Our client is the leading IT development and consulting company serving multiple hospitals, academic medical centers, medical groups, clinics, and other healthcare institutions in the USA. The firm specializes in compensation, benefits, and human resources solutions for healthcare and not-for-profit organizations. With over 30 years of experience, they offer a comprehensive suite of services designed to help their clients attract, retain, and motivate top talent. Some of their key solutions include executive and physician compensation, employee benefits, workforce planning and analytics, and governance and regulatory compliance.
Our client required our expertise to mine comprehensive details of physicians operating within specific locations and specialties. To achieve this, the client provides us with a relevant list of hospital websites to serve as a primary source for gathering relevant information- location of practice, contact details of these medical practitioners, and other details. Additionally, our client has tasked us with identifying any gaps present in the collected data, conducting extensive web research to enrich and update the database, and ensuring it is comprehensive and up-to-date.
The requirement and volume of data to be extracted for the project keep on varying. To meet the dynamic demands of the client, we have deployed a team of six dedicated healthcare data professionals and 8-10 part-time resources (subject matter experts) for the project. We began by preparing a database in Excel and later gained access to their CRM, wherein we are performing the following tasks:
The client provides us with relevant sources to mine US-based physicians' data and extract relevant details. We have allotted a team of dedicated medical data professionals to mine data from specified sources (particularly hospital websites) within the required location, region, and specialties. For instance, finding family nurse physicians in Indiana state.
To scrape the relevant data, our team uses custom scripts and APIs, allowing us to extract various data points like practice location, phone number, gender, NPI numbers, specialties, and more from a variety of websites. For sites that are difficult to scrape automatically, we manually check web sources provided by the client, apply filters based on their specifications, and capture the necessary data. Once the data is collected, we consolidate it into a comprehensive database that our client uses for their own purposes.
Information collected using automated data scraping may not always be 100% accurate and hence its accuracy and reliability cannot be trusted.
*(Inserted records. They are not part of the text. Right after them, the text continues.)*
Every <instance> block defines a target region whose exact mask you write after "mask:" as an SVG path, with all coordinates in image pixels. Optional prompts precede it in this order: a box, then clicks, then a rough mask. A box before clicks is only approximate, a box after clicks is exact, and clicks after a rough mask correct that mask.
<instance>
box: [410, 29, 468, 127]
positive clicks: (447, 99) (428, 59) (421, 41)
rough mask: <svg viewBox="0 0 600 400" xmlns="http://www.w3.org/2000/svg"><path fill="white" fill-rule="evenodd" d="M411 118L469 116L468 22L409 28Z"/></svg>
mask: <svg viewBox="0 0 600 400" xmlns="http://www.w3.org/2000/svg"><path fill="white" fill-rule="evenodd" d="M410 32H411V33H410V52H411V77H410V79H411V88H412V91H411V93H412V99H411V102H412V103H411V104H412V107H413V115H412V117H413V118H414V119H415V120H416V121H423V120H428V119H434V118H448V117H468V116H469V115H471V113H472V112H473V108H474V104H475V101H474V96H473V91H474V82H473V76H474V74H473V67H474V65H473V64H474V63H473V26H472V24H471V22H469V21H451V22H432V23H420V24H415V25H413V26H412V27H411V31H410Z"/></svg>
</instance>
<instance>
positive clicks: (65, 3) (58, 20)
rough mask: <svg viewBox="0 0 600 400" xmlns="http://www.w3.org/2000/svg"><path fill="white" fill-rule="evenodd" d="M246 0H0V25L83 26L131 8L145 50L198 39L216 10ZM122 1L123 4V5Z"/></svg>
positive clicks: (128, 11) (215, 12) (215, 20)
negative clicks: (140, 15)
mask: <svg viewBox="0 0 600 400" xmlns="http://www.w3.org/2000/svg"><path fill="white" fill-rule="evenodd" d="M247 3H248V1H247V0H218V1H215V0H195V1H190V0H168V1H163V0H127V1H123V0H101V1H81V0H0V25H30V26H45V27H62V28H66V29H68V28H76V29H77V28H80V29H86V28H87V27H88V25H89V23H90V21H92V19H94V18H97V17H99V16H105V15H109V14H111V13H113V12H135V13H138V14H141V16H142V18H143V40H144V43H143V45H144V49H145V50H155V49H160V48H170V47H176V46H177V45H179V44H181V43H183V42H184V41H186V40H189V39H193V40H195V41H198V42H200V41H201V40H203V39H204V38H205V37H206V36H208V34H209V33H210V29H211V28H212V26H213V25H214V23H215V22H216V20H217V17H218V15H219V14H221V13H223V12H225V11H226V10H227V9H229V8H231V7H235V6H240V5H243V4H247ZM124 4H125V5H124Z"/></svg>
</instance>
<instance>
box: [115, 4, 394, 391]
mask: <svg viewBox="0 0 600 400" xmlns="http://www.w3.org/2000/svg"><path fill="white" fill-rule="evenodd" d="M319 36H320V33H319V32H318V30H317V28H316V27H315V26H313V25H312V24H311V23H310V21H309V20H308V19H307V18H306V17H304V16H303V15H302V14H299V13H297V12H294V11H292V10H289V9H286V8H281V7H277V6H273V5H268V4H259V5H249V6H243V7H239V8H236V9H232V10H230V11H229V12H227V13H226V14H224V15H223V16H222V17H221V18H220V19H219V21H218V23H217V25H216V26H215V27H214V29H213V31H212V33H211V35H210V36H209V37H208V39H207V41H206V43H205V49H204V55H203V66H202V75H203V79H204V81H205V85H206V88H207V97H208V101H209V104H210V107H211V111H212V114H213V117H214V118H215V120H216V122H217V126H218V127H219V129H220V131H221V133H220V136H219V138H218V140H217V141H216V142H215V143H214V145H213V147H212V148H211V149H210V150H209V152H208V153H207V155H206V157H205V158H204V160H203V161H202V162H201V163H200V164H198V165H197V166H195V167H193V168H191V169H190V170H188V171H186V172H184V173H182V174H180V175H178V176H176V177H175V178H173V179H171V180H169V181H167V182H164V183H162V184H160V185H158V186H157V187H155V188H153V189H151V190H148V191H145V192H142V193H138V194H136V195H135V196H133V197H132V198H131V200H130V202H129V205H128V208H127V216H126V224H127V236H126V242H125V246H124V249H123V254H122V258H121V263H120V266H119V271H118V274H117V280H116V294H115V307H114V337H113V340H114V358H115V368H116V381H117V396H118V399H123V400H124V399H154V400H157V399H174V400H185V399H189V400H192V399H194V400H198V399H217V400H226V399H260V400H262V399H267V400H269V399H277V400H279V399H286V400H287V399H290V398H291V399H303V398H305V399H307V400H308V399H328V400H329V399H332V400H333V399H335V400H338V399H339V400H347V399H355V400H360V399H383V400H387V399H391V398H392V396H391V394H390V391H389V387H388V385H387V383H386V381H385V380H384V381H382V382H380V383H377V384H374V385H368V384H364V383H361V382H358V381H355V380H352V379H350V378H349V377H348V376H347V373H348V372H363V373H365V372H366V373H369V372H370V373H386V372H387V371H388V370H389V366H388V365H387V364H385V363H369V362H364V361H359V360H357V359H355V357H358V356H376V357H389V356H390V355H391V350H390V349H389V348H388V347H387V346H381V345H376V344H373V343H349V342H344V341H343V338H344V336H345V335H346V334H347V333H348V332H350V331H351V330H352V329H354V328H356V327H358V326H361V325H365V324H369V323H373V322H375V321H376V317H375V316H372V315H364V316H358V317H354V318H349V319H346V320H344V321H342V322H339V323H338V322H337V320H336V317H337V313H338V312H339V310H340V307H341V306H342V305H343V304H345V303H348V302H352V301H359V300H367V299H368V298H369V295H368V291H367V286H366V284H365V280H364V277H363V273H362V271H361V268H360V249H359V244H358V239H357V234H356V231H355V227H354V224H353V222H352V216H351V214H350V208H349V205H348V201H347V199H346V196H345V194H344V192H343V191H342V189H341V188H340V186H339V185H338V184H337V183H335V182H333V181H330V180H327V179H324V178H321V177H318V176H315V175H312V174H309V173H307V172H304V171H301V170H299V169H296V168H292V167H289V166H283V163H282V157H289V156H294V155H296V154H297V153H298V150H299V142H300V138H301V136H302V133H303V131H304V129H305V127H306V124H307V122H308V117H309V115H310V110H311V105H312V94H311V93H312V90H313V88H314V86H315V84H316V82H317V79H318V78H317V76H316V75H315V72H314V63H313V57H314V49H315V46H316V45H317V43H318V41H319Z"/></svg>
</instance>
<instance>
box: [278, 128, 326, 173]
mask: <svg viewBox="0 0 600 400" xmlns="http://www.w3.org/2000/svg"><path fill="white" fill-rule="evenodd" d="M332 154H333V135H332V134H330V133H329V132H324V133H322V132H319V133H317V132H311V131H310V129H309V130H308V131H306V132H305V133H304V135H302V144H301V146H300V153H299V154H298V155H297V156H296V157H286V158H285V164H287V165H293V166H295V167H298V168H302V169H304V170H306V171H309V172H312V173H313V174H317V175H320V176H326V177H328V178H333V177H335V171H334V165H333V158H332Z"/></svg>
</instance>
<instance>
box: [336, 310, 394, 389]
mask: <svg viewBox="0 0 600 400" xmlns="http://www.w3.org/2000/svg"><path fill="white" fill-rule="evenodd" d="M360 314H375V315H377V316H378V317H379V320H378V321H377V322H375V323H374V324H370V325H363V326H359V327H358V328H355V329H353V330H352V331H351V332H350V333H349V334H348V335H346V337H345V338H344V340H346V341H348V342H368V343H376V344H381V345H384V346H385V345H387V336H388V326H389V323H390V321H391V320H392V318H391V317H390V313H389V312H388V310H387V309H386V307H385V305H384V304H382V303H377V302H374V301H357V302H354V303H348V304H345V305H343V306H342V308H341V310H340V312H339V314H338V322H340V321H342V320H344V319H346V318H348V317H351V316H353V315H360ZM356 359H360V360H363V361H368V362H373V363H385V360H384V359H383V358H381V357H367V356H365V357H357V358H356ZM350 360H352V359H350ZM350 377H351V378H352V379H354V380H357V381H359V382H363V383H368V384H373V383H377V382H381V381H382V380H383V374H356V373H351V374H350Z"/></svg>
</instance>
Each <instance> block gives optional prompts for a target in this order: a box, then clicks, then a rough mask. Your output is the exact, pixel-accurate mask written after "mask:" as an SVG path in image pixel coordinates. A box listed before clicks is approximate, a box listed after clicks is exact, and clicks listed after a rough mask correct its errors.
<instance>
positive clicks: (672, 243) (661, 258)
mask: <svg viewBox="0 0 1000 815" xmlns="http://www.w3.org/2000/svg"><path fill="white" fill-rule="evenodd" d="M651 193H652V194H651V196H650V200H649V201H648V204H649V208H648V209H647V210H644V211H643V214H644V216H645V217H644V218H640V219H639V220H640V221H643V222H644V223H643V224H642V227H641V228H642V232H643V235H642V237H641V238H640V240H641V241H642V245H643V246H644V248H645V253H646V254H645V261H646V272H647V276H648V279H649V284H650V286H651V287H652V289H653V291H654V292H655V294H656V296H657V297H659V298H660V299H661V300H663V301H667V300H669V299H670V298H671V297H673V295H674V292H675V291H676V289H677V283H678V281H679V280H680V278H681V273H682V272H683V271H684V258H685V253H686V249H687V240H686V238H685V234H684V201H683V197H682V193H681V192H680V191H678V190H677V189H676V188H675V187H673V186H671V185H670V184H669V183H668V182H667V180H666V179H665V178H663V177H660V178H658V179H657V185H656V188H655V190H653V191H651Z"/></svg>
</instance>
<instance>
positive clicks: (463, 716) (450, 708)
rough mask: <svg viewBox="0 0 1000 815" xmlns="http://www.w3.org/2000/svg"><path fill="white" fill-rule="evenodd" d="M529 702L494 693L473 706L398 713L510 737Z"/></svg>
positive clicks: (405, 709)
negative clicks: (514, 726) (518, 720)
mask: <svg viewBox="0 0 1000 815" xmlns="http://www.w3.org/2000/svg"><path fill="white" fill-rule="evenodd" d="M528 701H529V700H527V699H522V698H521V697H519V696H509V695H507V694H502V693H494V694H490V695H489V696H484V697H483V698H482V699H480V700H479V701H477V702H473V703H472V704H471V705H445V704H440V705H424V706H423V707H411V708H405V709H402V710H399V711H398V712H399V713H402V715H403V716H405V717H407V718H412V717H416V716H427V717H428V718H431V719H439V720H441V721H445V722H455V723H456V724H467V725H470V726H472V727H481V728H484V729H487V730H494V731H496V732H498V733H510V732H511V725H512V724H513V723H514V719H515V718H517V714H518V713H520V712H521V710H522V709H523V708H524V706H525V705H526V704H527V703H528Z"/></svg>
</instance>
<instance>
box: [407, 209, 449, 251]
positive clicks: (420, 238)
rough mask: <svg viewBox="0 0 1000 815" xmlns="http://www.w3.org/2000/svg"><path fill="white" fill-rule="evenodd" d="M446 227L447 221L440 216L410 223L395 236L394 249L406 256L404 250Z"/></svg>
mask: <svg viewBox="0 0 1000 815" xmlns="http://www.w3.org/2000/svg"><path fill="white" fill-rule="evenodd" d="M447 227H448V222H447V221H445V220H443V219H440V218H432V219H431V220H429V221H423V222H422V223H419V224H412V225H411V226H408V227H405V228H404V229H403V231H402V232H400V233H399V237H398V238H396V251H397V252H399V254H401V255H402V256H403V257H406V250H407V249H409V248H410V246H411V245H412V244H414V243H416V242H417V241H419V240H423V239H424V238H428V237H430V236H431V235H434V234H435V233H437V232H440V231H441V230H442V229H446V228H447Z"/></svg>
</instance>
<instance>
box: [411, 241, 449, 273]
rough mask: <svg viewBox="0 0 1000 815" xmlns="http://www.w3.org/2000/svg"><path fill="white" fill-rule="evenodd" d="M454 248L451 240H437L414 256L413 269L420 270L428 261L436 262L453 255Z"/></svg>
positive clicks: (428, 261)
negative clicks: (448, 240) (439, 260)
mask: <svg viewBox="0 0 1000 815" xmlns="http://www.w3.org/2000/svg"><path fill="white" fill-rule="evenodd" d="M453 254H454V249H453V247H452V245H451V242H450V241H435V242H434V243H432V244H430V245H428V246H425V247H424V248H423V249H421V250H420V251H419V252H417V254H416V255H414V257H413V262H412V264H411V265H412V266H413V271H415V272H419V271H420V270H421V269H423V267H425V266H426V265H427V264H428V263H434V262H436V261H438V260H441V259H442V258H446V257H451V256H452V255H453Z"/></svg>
To address this issue, we have implemented a comprehensive data validation and quality review process.
Our professionals carefully verify and validate all information collected by automated scrapers, ensuring that the data extracted is both complete and accurate. This process includes a thorough review of all relevant data points collected with the data mining process.
As stated in the challenges, there are several instances where the client-provided website does not complete information about the physicians. To tackle this, we have assigned a team of specialized and experienced web data research experts with a wealth of experience in the healthcare sector. They diligently sift through various sources, including Google, directory websites, and social media platforms, to identify and gather relevant data. Our experts manually extract the missing information and enrich the database with complete and up-to-date information.
After collecting the desired information and finding the missing data, our custom list building experts worked diligently to create a custom, comprehensive, and up-to-date database of physicians, including their specialties, practice locations, phone numbers, and other relevant details within the client’s proprietary platform. Our team manually verified and compiled data from various sources and ensured that the custom list provided to the client was valid with accurate information.
The client signed a long-term contract with SunTec and is still working with us since 2016.
Our approach to data mining, leveraging a combination of automated and manual techniques, has proven to be highly effective, with the client experiencing a remarkable 5X increase in data acquisition speed.
Our diligent data verification and validation procedures have led to a substantial 35% boost in data accuracy for the client, enabling them to make informed decisions
Our human-in-the-loop approach acknowledges the limitations of automation and underscores the need for human expertise and intervention to ensure optimal results. This project exemplifies this approach, where we employed automated data mining and scraping techniques to gather the required data, but it relied heavily on human intervention at several stages. Manual data extraction played a vital role in the project's success, particularly when scraping techniques were insufficient. Moreover, manual data research and enrichment were necessary to access the relevant data on practitioners and physicians. Additionally, the data validation process involved our professionals verifying the accuracy and relevance of the collected data, enabling the client to access accurate, verified, and relevant healthcare data.